1:04 pm on Jul 7, 2008 (gmt 0)

10+ Year Member



I know googlebot is officially the only bot that crawls for the SERPs...

However...

My httpd.conf rewrites URLs for googlebot to strip off session ids, etc.

Now, I see all sorts of URLs WITH sessionids showing up in the SERPs again.

I tested my httpd.conf by including my own IP as a bot - my rewrites work perfectly.

So, the only thing I can think of is that Google SERPs are using bots other than googlebot to gather data.

Is anyone else noticing this? Perhaps Mediapartners-Google is also feeding the SERPs. Maybe Adsbot-Google too? I don't rewrite URLs or these 2 bots, but I guess I have to now...

I cannot figure out any other explanation for how rewritten googlebot URLs are getting into the SERPs in a pre-rewritten format...

P.S. I am a victim of the June 4 ranking debacle, and and have been searching for an explanation.
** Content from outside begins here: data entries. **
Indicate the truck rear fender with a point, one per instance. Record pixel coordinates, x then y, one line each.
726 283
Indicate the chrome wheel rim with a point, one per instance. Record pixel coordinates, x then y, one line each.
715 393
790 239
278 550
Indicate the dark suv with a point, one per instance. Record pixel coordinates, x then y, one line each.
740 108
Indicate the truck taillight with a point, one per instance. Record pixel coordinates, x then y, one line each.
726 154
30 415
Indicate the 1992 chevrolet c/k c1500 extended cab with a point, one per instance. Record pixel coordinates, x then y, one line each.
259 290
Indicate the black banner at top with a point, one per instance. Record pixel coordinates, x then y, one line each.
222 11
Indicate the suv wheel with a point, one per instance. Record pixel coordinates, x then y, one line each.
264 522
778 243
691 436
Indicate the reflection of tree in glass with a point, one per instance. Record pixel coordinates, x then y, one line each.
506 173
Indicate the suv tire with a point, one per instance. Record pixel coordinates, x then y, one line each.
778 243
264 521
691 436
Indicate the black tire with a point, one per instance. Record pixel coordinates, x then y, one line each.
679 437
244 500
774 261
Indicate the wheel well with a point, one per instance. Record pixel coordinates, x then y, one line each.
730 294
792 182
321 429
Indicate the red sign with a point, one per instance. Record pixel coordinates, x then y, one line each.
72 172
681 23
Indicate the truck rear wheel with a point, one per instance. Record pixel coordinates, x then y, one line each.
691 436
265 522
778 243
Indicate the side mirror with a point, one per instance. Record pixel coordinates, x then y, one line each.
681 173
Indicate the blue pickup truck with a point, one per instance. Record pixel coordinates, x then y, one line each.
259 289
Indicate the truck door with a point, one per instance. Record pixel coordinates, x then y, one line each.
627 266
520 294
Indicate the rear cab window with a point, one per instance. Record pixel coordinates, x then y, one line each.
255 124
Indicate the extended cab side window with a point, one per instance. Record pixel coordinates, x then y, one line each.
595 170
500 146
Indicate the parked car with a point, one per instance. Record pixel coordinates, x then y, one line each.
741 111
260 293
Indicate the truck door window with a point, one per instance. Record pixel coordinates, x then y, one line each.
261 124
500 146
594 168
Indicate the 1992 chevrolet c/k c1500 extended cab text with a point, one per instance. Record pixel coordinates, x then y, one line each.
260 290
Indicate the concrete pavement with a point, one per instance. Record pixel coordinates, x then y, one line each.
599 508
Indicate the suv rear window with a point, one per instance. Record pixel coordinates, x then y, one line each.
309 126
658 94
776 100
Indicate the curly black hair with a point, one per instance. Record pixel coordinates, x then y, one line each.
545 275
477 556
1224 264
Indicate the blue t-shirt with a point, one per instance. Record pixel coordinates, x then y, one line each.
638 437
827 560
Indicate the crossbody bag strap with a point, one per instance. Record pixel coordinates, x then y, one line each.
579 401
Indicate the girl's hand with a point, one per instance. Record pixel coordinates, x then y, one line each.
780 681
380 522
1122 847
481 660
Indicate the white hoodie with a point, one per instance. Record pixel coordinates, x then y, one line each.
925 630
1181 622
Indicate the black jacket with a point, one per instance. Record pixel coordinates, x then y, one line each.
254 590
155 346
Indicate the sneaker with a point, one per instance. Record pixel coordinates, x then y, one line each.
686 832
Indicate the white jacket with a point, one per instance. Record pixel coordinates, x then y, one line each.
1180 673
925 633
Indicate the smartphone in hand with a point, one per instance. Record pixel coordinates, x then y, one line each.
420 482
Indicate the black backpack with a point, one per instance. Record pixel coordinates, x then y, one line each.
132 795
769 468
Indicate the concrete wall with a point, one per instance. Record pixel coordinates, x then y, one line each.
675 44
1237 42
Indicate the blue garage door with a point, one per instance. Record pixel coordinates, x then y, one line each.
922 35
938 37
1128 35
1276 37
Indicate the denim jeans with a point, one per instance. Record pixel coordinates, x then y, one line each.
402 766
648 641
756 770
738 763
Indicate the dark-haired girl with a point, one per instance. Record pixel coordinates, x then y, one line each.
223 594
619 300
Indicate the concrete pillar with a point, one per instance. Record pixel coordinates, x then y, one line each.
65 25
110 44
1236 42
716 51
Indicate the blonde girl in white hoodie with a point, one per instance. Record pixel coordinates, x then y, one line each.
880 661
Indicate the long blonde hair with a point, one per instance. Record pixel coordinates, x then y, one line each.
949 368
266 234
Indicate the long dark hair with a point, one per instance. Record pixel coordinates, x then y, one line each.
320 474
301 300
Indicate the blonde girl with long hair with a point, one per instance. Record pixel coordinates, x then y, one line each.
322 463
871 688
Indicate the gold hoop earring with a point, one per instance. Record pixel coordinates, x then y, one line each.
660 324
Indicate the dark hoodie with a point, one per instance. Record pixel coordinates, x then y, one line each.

Not sure if anyone else suffering from June 4 may discover this is a problem for them too.

tedster

4:50 pm on Jul 7, 2008 (gmt 0)

WebmasterWorld Senior Member 10+ Year Member



Perhaps Mediapartners-Google is also feeding the SERPs. Maybe Adsbot-Google too? I don't rewrite URLs or these 2 bots, but I guess I have to now...

Ever since Google built the Big Daddy infrastructure, all Googlebots use a shared crawl cache. Here's a post from Matt Cutts [mattcutts.com] about that.

Now according to that post, when you are crawled by a spider from another Google service, that crawling "doesn’t queue up pages to be include in our main web index." However, Matt's blog post is also over two years old - and things may have changed, or at least become crossed up somewhere.

helpnow

5:03 pm on Jul 7, 2008 (gmt 0)

10+ Year Member



Thank you, tedster, for your reply. Since I posted this, and until you replied, I had continued my research wherever I could. It isn't often spoken of. But I did see a few other webmasters who posted proof elsewhere that it occurs.

I don't understand why this isn't a bigger issue? I lost my rankings on June 4th, and have spent 5 weeks trying to figure out why, and fixing things.

Today, I trip over this, and I am now more resolute than all past possible issues that THIS is the cause. This has a bigger effect than anythign else I'e looked at. I am unwillingly filling the SERPs with hundreds of thousands of pages of duplicate content. That's bad for google, though I know they will filter it out of the SERPs anyway, but it sure as hell is awful for me and the people I've had to lay off.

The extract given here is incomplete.